Relative to sexagenarians, septuagenarians had both shorter unadjusted median survival (8.5 vs. 9.8 years) and predicted median adjusted survival (8.15 vs. 9.83 years), although most of the difference between groups appeared to result from a difference in the first year.

 

 

“I was rather surprised” by the 8-year value for the septuagenarians. “That's a very important number,” commented Dr. Goldstein.

“While survival is comparatively reduced, it still exceeds by a lot what we currently see with mechanical support therapy,” he said.

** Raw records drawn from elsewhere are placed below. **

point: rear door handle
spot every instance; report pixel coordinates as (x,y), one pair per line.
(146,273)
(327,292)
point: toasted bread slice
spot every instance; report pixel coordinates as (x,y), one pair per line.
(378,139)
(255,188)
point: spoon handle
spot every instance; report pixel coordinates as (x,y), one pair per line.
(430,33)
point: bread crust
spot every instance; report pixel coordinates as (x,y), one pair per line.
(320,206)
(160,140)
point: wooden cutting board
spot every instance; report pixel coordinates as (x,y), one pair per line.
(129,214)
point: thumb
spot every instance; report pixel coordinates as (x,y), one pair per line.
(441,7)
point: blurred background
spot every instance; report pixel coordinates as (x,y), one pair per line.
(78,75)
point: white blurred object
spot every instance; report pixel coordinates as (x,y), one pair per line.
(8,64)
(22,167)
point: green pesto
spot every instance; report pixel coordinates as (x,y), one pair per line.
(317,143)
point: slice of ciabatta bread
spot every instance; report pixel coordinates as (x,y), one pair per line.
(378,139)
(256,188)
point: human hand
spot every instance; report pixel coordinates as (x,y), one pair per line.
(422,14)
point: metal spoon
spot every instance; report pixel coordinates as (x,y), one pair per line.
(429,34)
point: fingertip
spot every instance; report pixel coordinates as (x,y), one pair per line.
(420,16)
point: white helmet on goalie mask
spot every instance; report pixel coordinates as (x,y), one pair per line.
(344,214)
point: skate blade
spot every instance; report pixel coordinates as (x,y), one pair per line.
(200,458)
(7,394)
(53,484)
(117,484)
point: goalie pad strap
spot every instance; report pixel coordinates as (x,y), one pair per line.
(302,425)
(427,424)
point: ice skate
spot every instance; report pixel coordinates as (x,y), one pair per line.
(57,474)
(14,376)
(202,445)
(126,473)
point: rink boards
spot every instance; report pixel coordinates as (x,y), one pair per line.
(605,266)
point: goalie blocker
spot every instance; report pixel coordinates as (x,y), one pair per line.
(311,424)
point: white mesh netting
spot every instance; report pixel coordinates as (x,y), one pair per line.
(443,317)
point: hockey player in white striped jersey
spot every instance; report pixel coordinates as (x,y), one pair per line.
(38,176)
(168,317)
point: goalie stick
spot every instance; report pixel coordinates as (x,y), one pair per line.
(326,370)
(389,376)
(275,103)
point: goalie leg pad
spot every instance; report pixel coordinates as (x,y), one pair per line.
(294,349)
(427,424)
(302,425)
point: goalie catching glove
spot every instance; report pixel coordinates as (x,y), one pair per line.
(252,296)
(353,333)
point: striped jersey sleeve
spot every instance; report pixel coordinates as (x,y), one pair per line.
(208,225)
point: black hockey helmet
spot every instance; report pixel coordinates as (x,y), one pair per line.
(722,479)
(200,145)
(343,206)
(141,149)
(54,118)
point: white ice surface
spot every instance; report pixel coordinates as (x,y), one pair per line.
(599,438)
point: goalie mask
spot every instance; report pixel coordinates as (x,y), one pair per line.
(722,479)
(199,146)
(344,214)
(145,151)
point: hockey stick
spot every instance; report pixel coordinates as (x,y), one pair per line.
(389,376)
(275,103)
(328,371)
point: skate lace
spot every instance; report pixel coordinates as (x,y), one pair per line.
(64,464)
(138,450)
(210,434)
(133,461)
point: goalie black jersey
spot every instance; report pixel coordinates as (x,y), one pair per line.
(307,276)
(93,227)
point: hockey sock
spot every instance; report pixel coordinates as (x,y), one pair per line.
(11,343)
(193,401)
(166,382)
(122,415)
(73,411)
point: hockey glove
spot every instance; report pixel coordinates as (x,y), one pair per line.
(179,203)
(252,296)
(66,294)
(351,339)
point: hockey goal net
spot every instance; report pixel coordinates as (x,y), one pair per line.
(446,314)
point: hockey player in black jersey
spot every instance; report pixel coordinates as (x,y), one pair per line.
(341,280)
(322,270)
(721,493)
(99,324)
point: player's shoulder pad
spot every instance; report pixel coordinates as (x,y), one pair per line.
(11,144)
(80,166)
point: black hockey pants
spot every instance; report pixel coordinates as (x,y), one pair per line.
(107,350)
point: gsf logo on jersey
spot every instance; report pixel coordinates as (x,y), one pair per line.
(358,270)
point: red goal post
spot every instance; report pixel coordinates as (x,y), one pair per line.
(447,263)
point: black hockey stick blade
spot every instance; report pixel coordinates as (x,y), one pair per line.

In a final analysis that was restricted to patients who survived the first year post transplantation, patients aged 70 years or older no longer had an increased risk of death, compared with their counterparts aged 60-69 years.

View on the News

Consider Ethics, Consequences

The boundaries of reasonable medical care are being pushed daily, and it now appears that heart transplantation can be done safely with acceptable survival in septuagenerians. Do these recipients receive the same posttransplant survival benefit as sexagenerians? Not quite, but it's pretty close. The small survival differences between the septuagenarians and sexagenerians suggest that age (and perhaps selection bias) should allow for older patients to be considered, in certain circumstances, as candidates. What sets organ transplantation apart from other heroic interventions (e.g., experimental chemotherapy for patients with metastatic cancer) is that donor organs are an exquisitely limited commodity. The ethics of increasing the recipient pool by including older patients must be considered, and this change may have significant consequences for younger patients on the wait list.

DR. SUDISH MURTHY is an ACS fellow and surgical director of the Center for Major Airway Disease at the Cleveland Clinic.